Amy Sherald: American Sublime
Whitney Museum, New York
From April 9th until August, 2025
This spring, The Whitney Museum of American Art will present Amy Sherald: American Sublime, the artist’s debut solo exhibition at a New York museum. With many accolades and awards to her name, she was the first woman and first African American to ever receive the grand prize in the Outwin Boochever Portrait Competition from the National Portrait Gallery in Washington, D.C., and in 2018 was selected by First Lady Michelle Obama to paint her portrait as an official commission for the same gallery. Now, she’s back with her most comprehensive display work, bringing together almost fifty paintings that span her career, from 2007 to the present. This exhibition positions Sherald within the art historical tradition of American realism and figuration, as we explore her career, signature portrait style, and depictions of American life. In her paintings, she privileges Black Americans as her subjects, depicting everyday people and foregrounding a population often unseen or underrepresented in art history.

opening image: Amy Sherald, Four Ways of Being, 2024.
“American Sublime is a salve. A call to remember our shared humanity and an insistence on being seen.”
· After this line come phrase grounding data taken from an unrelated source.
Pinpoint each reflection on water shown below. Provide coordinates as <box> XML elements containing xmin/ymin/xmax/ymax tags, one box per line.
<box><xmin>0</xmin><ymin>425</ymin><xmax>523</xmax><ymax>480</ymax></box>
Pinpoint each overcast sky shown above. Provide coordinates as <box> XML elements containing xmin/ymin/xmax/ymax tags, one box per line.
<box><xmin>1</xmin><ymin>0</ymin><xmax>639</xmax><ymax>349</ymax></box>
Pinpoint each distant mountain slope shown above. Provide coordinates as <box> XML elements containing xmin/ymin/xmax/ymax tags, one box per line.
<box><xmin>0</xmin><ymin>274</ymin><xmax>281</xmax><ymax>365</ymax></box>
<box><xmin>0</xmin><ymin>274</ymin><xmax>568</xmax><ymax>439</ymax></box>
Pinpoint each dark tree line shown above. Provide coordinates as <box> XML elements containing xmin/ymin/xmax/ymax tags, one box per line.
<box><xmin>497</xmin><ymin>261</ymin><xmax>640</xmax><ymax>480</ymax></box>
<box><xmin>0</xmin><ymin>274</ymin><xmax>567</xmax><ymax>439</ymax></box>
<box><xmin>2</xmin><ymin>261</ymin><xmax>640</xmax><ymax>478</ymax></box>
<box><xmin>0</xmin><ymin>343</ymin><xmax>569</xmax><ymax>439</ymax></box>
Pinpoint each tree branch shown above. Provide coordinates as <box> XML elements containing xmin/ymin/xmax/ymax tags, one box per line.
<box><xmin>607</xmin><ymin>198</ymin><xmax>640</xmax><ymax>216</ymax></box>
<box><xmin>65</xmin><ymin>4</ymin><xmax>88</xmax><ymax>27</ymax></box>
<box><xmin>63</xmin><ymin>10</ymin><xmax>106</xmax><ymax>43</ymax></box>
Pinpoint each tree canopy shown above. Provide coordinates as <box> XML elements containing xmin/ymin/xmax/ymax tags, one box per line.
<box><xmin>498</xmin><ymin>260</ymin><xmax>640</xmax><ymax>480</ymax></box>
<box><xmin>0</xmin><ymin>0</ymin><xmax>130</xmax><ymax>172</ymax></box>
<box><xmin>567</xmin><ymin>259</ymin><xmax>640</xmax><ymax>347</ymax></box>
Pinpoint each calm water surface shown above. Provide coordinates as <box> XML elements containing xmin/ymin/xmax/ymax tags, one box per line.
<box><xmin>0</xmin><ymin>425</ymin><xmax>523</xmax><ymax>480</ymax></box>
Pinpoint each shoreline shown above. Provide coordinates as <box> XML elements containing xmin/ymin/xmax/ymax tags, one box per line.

The exhibition features early works, never or rarely seen by the public, and new work created specifically for the exhibition, along with iconic portraits of First Lady Michelle Obama and Breonna Taylor—two of the most recognisable and significant paintings made by an American artist in recent years. “It is a great honour to work with Amy Sherald, one of the most compelling, generous, and impactful artists of our time. Her unwavering dedication and commitment to what she has called the wonder of what it is to be a Black American is deeply felt, and I am thrilled to share her visionary work with our audiences,” says Rujeko Hockley, Arnhold Associate Curator at the Whitney Museum of American Art. Profoundly committed to expanding and enriching the notions of American identity, she focuses on her subjects, inviting the viewer to meet them eye to eye, and to step in the imagined world. She employs a host of props and iconography, it may be a beach ball, the American flag, or a toy pony, crafting relatable narratives and highlighting shared life experiences. By including symbols that resonate with common ideas of American identity and history, these portraits show the complexity of 21st century American life, and the body of work displays the multiple facets of American identity, reinforcing Sherald’s belief that images can change the world.